US champion skier Jeret 'Speedy' Peterson found dead.

posted 2011-07-27 07:23:02 by jeffjones

US skier Jeret "Speedy" Peterson has been found dead in a remote canyon in Utah. Police believe that he killed himself.

The Olympic silver medallist known as one of the world's most innovative freestyle skiers and the creator of The Hurricane manoeuvre, called the emergency dispatcher before shooting himself, police said. The 29-year-old had been cited for drunken driving last Friday in Hailey, Idaho and pleaded not guilty.

Officers found Peterson late Monday night in an area between Salt Lake City and Park City in Lambs Canyon. Police said a suicide note was found near Peterson's car; they declined to reveal what it said.

"Regardless of the amazing stuff he did skiing, it was the stuff he did for other people that was incredible to me," said Peterson's longtime coach and friend, Matt Christensen. "A lot of people saw his story and said he must be a wild jackass and a cowboy. He was just the opposite."

He was one of the most colourful athletes, and wore his heart on his sleeve – never more so than on February 25 2010, when he walked off the mountain with tears streaming down his face after taking the Olympic silver medal at the Vancouver Games.

"I know that a lot of people go through a lot of things in their life, and I just want them to realise they can overcome anything," Peterson said that night. "There's light at the end of the tunnel and mine was silver and I love it."

It was a poignant chapter to a career that, until then, had been filled with success on the smaller stages of his fringe sport. In the mainstream, however, it was defined by his moment at the Turin Olympics where, after finishing seventh, he was sent home early after a minor scuffle with a friend in the street.

Over the next months and years, he began filling in the details of a life story replete with incredible highlights and crushing disappointments.

While in Italy, he was still reeling from the death of a friend, who shot himself in front of Peterson months before.

Peterson also had problems with alcohol and depression. He admitted having thought about killing himself, stemming from a childhood in which he was sexually abused and lost his five-year-old sister to a drunk driver.

He gained his nickname as a young boy because the big helmet he wore reminded his coaches of the cartoon character Speed Racer.

As his career progressed, he became better known for his signature jump, The Hurricane – five twists packed into three somersaults while vaulting off the ramp and flying 50 feet (15mtres) in the air.

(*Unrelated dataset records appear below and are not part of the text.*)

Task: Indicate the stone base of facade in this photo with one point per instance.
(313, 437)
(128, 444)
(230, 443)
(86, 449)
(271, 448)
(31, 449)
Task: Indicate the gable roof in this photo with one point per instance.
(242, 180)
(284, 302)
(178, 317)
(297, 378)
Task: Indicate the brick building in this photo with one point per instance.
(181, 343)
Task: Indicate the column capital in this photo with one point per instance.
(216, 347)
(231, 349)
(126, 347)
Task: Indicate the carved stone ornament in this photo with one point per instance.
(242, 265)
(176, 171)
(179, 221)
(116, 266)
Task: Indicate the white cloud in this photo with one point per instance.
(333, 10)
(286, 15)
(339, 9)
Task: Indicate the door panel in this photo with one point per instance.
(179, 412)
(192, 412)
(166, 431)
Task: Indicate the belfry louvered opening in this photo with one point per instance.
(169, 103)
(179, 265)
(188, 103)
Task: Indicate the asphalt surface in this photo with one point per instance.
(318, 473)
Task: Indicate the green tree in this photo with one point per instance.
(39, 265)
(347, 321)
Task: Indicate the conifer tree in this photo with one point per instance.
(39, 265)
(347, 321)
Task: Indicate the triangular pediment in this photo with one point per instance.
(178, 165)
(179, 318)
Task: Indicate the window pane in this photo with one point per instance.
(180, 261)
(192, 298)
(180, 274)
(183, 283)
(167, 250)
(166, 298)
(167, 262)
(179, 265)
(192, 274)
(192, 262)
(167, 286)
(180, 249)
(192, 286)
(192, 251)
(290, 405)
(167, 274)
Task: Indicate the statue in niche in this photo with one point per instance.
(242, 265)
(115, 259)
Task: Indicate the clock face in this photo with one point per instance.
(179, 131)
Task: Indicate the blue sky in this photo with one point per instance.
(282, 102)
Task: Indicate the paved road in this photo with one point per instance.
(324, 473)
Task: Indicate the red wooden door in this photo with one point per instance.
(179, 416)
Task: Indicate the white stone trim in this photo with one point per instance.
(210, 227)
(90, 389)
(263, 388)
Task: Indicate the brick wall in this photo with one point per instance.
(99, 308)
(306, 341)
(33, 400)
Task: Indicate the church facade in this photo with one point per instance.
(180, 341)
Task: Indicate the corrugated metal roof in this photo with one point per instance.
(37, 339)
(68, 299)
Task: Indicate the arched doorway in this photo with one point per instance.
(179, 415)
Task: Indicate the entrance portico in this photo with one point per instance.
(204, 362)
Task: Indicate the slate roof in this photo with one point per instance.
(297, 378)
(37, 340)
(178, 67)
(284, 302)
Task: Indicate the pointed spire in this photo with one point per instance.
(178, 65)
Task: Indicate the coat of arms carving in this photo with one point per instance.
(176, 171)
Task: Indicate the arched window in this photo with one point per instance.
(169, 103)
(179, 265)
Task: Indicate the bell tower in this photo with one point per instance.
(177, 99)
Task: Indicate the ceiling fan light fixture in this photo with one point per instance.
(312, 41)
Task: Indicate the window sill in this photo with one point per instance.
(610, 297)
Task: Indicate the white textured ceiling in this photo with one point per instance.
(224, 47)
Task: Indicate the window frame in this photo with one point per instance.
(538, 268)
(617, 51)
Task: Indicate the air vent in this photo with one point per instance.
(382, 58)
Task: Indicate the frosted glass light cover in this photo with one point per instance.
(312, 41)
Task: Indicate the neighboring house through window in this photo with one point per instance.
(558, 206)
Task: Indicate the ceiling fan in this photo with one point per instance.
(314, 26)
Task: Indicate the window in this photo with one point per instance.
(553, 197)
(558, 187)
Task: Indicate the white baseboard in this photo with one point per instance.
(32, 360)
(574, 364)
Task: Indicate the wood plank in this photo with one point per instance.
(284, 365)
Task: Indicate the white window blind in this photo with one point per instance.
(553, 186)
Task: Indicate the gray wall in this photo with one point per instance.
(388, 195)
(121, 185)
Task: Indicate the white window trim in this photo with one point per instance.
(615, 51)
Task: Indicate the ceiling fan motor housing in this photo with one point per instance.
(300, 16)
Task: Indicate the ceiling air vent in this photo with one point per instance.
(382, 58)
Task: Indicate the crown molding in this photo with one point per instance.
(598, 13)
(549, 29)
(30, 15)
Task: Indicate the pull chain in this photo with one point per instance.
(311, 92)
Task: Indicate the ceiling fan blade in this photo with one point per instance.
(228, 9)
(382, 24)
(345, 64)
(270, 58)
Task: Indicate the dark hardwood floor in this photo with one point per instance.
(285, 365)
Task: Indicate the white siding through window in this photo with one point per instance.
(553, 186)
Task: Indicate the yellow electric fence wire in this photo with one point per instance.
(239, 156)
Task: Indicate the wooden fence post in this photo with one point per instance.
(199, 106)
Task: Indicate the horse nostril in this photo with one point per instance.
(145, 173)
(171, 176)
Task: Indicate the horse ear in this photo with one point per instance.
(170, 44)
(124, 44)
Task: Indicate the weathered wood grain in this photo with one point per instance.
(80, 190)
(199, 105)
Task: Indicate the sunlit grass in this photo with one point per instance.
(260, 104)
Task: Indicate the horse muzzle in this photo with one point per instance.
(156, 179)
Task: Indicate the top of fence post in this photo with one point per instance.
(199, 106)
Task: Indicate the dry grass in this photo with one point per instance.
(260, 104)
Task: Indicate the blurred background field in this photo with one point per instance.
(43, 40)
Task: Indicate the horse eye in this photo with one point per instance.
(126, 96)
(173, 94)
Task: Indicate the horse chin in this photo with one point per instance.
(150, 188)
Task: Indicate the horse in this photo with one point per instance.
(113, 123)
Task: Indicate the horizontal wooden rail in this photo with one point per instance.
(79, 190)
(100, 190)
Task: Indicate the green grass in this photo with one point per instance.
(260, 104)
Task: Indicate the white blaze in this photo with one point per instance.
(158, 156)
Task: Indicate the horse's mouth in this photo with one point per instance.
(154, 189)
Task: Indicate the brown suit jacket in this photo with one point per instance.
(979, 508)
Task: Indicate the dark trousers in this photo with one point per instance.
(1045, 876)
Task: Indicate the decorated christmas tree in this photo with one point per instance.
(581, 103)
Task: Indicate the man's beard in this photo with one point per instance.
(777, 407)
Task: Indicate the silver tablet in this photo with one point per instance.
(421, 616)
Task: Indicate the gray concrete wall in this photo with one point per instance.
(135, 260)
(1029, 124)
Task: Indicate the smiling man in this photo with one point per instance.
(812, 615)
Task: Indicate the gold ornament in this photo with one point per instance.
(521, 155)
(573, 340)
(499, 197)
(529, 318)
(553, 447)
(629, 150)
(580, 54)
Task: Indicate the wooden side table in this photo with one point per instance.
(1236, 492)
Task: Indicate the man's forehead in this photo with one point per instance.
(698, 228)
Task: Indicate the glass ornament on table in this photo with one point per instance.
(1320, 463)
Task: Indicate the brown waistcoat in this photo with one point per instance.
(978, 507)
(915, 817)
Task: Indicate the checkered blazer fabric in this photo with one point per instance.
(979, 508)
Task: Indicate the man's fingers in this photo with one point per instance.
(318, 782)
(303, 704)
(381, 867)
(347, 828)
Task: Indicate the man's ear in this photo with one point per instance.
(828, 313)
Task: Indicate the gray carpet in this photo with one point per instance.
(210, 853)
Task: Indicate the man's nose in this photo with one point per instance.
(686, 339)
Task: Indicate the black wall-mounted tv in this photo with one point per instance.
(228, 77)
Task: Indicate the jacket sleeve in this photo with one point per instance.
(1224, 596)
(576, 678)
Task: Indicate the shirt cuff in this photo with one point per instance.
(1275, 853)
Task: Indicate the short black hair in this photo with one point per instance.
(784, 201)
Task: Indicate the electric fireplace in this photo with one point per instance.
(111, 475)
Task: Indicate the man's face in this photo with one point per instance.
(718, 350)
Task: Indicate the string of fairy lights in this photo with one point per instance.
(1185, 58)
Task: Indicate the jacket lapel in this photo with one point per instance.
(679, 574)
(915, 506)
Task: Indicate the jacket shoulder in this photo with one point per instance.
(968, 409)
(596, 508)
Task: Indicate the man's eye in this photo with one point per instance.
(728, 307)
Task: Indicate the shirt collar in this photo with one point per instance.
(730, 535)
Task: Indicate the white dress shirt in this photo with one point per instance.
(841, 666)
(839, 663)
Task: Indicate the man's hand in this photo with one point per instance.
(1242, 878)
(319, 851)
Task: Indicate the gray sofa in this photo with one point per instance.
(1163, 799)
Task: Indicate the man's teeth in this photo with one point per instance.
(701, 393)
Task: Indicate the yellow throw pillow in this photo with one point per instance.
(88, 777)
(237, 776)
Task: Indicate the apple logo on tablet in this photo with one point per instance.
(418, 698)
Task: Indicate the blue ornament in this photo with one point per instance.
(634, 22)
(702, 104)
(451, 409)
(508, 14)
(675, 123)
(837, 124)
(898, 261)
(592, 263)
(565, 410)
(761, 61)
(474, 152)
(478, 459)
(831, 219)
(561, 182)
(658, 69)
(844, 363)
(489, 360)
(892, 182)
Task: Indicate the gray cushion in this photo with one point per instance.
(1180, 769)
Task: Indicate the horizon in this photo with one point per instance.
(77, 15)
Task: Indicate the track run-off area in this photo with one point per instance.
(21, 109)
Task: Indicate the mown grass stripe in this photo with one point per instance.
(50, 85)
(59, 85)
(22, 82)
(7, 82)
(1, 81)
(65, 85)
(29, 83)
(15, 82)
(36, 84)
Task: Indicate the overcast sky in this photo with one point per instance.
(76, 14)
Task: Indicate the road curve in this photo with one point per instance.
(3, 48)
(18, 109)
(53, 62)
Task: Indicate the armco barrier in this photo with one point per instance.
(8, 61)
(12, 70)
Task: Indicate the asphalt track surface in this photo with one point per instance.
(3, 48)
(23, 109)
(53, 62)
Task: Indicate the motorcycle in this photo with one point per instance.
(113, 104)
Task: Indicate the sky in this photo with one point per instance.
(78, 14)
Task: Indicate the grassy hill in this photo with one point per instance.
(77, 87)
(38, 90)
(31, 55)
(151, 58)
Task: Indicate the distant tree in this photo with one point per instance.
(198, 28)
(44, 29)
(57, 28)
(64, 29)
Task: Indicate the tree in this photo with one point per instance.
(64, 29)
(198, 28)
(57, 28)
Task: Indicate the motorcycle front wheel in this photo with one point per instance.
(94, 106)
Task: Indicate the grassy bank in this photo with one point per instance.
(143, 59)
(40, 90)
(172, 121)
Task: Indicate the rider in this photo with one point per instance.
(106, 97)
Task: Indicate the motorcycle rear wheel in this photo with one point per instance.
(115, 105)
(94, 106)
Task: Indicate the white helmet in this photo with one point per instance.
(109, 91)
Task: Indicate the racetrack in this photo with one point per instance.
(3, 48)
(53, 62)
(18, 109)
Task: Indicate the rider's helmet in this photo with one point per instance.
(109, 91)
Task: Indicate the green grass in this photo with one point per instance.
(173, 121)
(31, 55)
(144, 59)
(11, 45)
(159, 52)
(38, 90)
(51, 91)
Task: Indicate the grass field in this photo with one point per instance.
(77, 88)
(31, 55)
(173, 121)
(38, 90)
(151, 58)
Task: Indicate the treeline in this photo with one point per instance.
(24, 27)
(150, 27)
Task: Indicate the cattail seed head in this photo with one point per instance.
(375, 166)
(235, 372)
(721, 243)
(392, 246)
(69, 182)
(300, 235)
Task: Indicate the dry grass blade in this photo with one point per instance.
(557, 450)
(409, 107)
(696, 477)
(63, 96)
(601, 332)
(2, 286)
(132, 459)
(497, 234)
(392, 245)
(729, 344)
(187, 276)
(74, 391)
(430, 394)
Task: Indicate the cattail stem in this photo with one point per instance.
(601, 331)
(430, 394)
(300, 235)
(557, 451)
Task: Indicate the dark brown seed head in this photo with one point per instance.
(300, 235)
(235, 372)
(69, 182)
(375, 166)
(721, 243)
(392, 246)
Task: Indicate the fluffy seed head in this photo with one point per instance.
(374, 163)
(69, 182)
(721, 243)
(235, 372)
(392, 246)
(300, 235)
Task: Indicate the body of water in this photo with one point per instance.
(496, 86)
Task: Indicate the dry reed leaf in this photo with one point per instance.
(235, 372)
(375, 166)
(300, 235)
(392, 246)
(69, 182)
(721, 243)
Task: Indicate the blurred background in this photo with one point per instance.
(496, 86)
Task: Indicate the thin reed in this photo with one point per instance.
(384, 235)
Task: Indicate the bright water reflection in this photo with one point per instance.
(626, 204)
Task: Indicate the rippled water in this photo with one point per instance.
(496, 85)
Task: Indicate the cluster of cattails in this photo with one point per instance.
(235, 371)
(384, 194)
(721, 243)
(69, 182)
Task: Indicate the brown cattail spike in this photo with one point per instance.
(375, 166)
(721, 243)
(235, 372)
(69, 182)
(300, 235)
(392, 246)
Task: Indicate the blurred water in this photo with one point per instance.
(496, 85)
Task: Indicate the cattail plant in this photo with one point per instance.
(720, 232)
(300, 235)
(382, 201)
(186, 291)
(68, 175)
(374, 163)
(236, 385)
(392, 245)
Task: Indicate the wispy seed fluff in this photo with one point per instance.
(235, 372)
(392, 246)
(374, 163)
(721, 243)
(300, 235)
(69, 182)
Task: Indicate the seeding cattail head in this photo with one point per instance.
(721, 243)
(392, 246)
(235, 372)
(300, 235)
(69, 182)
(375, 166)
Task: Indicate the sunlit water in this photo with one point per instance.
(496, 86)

It was high-risk, high-reward, and once Peterson started working on it in 2004, he insisted he'd have it no other way. The manoeuvre was a sight to behold, and the judges rewarded him for taking the chance. Helped by the huge difficulty marks for the jump, he still holds the two-jump scoring record of 268.70, set at Deer Valley in January 2007.

"I've worked with amazing athletes who have taken a lot of calculated risks," Christensen said. "One thing I admired about Speedy is he never gave up on me. From the time I first started talking to him about five twists, he never gave up on it. He just kept doing it."

Peterson had seven wins on the World Cup circuit, including the World Cup championship, and was a three-times American champion. But the stats and medals were only a fraction of the story.

He took his passion for gambling to Las Vegas and won $550,000 playing blackjack in the pre-Turin days. But within years, he was virtually broke after giving some of it away and losing even more in the real estate market.

Trying to decide whether he wanted to stay in the sport after Turin, he took time off and started working in the construction business – a place, he said, where he could see the effort of a hard day's work without having to walk into the video room and break it down on the screen.

He also got sober and said last year that he had stopped drinking. It was all a precursor to his return to skiing. He came in second in Vancouver, but hardly felt like a runner-up. "I do it because I want to be the person I know I can be," he said at the time. "I've really changed things around in the last three and a half years. This is my medal for everything I've overcome and I'm ecstatic."

US Ski Team CEO Bill Marolt called Tuesday "a sad day in our sport".

"Jeret 'Speedy' Peterson was a great champion who will be missed and remembered as a positive, innovative force on not only his sport of freestyle aerials, but on the entire US Freestyle Ski Team family and everyone he touched," he added.

This year, Peterson was enrolled at Westminster College in Salt Lake City, working on a degree while he took some time off and decided if he wanted to enter for 2014. He had signed a deal as a spokesman for the onion industry and was featured in a YouTube video cooking up a "Hurricane Burger."

"He [Peterson] only has two speeds," it says at the start of the video. "Stop and go."

Peterson's message to almost anyone he talked to was to take chances and never settle for ordinary. In a sport known for its risk-takers and daredevils, Peterson still stood out. Perhaps the most fitting tribute is that seven years after he first started trying to push his sport forward with The Hurricane, there are only a handful of skiers who will try anything that risky.

"Over the course of your career, you hope you get an athlete or maybe two athletes like him," Christensen said, "He was one of those guys."